MORTARA - Multe a raffica, soprattutto dopo il lockdown. Neanche il virus ha fermato uno dei principali mezzi utilizzati dall’ente pubblico per rimpinguare le casse comunali. Le sanzioni derivanti dalle violazioni del codice della strada sono in linea con le previsioni di inizio anno. Nei primi otto mesi, dal primo gennaio al 31 agosto, sono state elevate contravvenzioni per un totale di oltre 821mila euro. Le violazioni del codice della strada da parte delle persone fisiche ammontano a 687mila e 834 euro.

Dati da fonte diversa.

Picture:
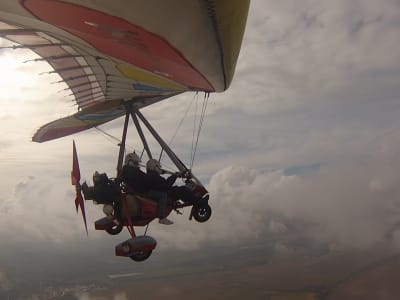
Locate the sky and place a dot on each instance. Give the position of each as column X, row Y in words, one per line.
column 305, row 143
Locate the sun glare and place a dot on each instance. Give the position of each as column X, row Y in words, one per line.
column 15, row 76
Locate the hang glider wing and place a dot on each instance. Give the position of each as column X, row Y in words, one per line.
column 109, row 52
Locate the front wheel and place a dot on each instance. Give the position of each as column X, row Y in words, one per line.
column 141, row 255
column 115, row 229
column 201, row 213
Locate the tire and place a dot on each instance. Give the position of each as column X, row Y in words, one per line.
column 115, row 229
column 141, row 255
column 201, row 213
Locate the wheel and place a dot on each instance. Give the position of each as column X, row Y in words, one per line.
column 141, row 255
column 115, row 229
column 201, row 213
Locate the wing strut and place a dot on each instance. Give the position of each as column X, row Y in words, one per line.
column 178, row 163
column 142, row 137
column 122, row 144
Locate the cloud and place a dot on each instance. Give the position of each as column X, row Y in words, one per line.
column 343, row 206
column 5, row 283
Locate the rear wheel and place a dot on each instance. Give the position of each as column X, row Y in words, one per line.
column 201, row 213
column 115, row 229
column 141, row 255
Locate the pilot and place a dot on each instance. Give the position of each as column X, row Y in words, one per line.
column 158, row 188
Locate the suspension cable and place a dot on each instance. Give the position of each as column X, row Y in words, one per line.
column 202, row 116
column 179, row 125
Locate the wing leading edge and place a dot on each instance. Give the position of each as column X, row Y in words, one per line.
column 111, row 52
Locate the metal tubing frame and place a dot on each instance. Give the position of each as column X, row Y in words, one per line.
column 178, row 163
column 122, row 144
column 141, row 135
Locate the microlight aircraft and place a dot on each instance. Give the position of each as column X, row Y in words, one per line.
column 117, row 57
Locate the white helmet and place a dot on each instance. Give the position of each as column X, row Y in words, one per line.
column 153, row 165
column 132, row 159
column 108, row 210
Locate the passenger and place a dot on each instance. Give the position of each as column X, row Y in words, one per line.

Poi ci sono oltre 83mila euro di ammende a carico delle persone giuridiche e altri 49mila euro nel capitolo delle sanzioni amministrative. In media vengono elevate sanzioni per oltre 100mila euro al mese. Non è stato così nel corso dei primi tre mesi del 2020. Complice il primo lockdown completo dell’8 marzo. Da gennaio a marzo erano state elevate sanzioni per un totale di 228mila euro. In media multe per 76mila euro al mese. Ma in quel periodo le automobili in circolazione erano molto meno rispetto a quelle che si possono vedere in queste settimane di secondo lockdown. “Se mi viene chiesto se sono soddisfatto - è il commento dell’assessore alla sicurezza Luigi Granelli – rispondo di no. Sarò contento quando ci saranno meno multe e meno contravvenzioni. Per me sicurezza significa questo: ottenere il rispetto delle regole e del codice della strada. Maggiore prudenza sulla strada significa più sicurezza per automobilisti, pedoni e ciclisti. E’ questo l’obiettivo che mi pongo. Non mi piace vestire i panni dello sceriffo. Tanto meno mi piace l’idea che si mettano le mani nelle tasche delle persone. A maggior ragione in un momento come questo”. In ogni caso, alla fine del 2020, le sanzioni dovrebbero superare il milione di euro. L’anno scorso erano stati fatti 2mila e 938 verbali. A questi si aggiungono le violazioni generiche (mille e 590) e i divieti di sosta (complessivamente, tra ausiliari della sosta e vigili pari a mille e 599). Sommando le tre voci si arriva a un totale di 6mila e 127 violazioni accertate. Tradotto in euro si arriva a sanzioni per un ammontare di un milione e 139mila euro. Altra cosa, invece, è quanto viene realmente incassato dall’ente. In media si tratta di meno del 50 per cento.